Alors que la chaîne diffusait en direct les frappes américano-israéliennes sur la capitale iranienne Téhéran, un incident inhabituel est survenu : des messages envoyés par le reporter de LCI en Iran, Siavosh Ghazi, sont apparus à l’écran.
Au-delà de l’aspect technique de l’incident, c’est le contenu des messages qui attire l’attention et appelle à une réflexion profonde : « Très bien, ne comptez plus sur moi.

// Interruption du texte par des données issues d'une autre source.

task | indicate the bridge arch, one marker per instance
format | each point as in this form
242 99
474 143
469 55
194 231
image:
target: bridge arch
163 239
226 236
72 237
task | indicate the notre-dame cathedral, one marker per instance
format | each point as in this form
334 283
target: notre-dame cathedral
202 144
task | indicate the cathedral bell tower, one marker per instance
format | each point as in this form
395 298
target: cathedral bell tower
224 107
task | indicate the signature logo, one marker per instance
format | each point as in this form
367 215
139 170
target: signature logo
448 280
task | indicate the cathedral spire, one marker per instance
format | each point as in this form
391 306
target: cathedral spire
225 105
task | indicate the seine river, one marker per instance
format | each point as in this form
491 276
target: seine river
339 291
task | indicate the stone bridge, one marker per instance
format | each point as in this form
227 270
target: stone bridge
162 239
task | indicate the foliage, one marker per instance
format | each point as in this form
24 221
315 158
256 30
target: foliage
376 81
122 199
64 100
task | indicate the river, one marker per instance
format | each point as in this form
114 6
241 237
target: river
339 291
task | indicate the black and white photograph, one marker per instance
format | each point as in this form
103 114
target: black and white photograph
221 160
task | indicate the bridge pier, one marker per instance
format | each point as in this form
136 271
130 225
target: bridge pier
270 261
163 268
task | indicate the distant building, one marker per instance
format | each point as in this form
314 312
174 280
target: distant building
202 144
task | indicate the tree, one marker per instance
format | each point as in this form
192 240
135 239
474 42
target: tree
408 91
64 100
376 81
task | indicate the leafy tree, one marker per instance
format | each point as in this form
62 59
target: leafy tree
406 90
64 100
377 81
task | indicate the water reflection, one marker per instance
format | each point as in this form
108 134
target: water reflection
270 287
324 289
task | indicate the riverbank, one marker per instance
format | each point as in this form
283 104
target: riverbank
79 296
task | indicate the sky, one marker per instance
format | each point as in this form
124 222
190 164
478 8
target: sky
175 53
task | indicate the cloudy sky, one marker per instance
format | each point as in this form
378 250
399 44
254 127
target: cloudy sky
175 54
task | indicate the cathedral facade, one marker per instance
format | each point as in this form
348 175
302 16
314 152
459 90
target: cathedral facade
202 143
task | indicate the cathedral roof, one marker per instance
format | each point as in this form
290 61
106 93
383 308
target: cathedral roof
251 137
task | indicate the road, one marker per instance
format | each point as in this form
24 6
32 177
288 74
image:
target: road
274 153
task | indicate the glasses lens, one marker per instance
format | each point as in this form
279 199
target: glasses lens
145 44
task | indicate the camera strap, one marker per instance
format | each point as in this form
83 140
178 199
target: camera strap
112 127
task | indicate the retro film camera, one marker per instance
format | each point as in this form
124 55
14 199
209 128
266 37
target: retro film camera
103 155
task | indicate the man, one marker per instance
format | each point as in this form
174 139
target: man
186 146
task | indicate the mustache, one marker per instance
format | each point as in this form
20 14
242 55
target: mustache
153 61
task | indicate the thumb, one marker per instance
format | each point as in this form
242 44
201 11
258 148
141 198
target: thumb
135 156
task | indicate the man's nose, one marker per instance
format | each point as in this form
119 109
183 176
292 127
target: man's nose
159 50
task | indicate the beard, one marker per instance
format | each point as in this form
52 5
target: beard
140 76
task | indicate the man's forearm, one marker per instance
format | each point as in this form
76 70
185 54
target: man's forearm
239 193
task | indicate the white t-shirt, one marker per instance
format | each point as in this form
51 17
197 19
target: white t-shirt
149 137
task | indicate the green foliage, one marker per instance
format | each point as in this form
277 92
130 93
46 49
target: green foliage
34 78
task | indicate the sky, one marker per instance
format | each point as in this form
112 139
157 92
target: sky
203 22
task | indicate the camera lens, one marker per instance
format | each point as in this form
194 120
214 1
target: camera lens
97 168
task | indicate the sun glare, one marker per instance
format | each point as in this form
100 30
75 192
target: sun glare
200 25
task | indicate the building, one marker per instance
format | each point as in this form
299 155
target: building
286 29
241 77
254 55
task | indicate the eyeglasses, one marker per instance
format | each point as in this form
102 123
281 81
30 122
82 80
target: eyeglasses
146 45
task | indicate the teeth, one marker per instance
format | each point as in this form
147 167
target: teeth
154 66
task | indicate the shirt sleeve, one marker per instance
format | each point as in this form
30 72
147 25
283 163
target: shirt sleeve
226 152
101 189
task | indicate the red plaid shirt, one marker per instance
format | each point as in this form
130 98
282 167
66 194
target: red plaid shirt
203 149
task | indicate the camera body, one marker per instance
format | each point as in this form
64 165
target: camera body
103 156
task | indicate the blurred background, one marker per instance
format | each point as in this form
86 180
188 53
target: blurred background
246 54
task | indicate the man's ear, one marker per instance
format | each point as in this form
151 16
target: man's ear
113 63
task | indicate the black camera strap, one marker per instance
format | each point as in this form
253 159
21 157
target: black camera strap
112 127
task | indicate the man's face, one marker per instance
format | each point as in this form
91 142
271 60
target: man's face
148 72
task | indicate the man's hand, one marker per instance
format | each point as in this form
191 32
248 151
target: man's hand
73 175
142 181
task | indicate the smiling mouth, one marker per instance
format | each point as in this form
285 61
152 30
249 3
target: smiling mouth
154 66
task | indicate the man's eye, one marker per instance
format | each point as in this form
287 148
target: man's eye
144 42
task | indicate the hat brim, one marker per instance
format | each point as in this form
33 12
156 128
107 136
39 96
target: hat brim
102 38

J’en ai marre de cette censure systématique », écrit le journaliste.
Correspondant de guerre franco-iranien reconnu, travaillant régulièrement pour plusieurs médias francophones, dont RFI, France 24 et occasionnellement LCI, Siavosh Ghazi est présenté comme l’un des rares journalistes francophones présents sur place à Téhéran. Il couvre depuis plusieurs années l’actualité politique et les événements liés au conflit au Moyen-Orient.
Ces messages suggèrent que les orientations éditoriales de LCI pourraient être perçues comme une forme de restriction d’expression, notamment dans la couverture du conflit en Iran.
Ils interrogent également sur l’impartialité du traitement médiatique réservé par certains médias français.